Peter Schiff believes the true inflation of the United States (not what the government has been telling us it is) is a lot closer to 8-10% than 4%. He has been telling us for the past decade to get out of the dollar and into investments that are exposed to other currencies. He's been proven incredibly accurate in that regard.
So why would you want to park cash in a dollar savings account? You surely are losing value each day. Why do you not put it in the Canadian dollar or some other currency?
David - I see what you're saying, and inflation is arguably the biggest argument against savings account. If your rate of return is less than the rate of inflation, then obviously, you are losing purchasing power. But again, increasing purchasing power isn't the ultimate goal here. Savings accounts allow you to keep your money safe and compartmentalized in a manner where if you need access to in a relatively quick manner, you can do so. The loss of purchasing power is made up for by the fact that this is your fail safe, your last resort.
As far as the foreign currency argument is concerned, I recognize the validity in what you're saying, but aren't all currencies susceptible to inflation and the associated devaluation? And historically, which currency has been stronger than the U.S. dollar?
I'm not opposed at all to having investments that are exposed to a foreign currency; I have holdings that do that. But I still think that a savings account is still the best option for the purposed that I've stated before.
Michael,
I won't stretch out this argument any further, as obvioulsy this could end up being a long discussion of the U.S. dollar, the federal reserve, inflation, etc. and obvioulsy you were trying to make a simple point: have cash available for emergencies.
Personally I am much more situational than historical. For example maybe the "invest in the stock market and over time you will compound your returns" might have held water over the past 80 years (which I would disagree with, as Schiff would back me up on that claim) but does that mean TODAY and in today's economic and global envirnment, is that the best option? Arguably not.
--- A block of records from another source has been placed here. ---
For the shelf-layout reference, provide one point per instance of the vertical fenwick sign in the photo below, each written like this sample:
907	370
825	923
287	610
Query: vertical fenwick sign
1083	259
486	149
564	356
I don't know how much you have dug into currencies, I became interested over the past summer after reading Schiff's books and doing financial analysis the past school year and seeing how it affects companies like Coca-Cola. Would be interested in even a short post about it in the future!
-David
Point taken, David. And I've got a post on inflation and one on currencies in the works so I look forward to hearing your thoughts on both subjects!
It took me a few years before I had my "emergency" savings fund setup, yet that being said, once it was in place it was a HUGE relief. Not that I'm necessarily more careless with my spending now, because I'm not, but it certainly helps to put your mind at ease knowing you don't have to go paycheck to paycheck in fear anymore.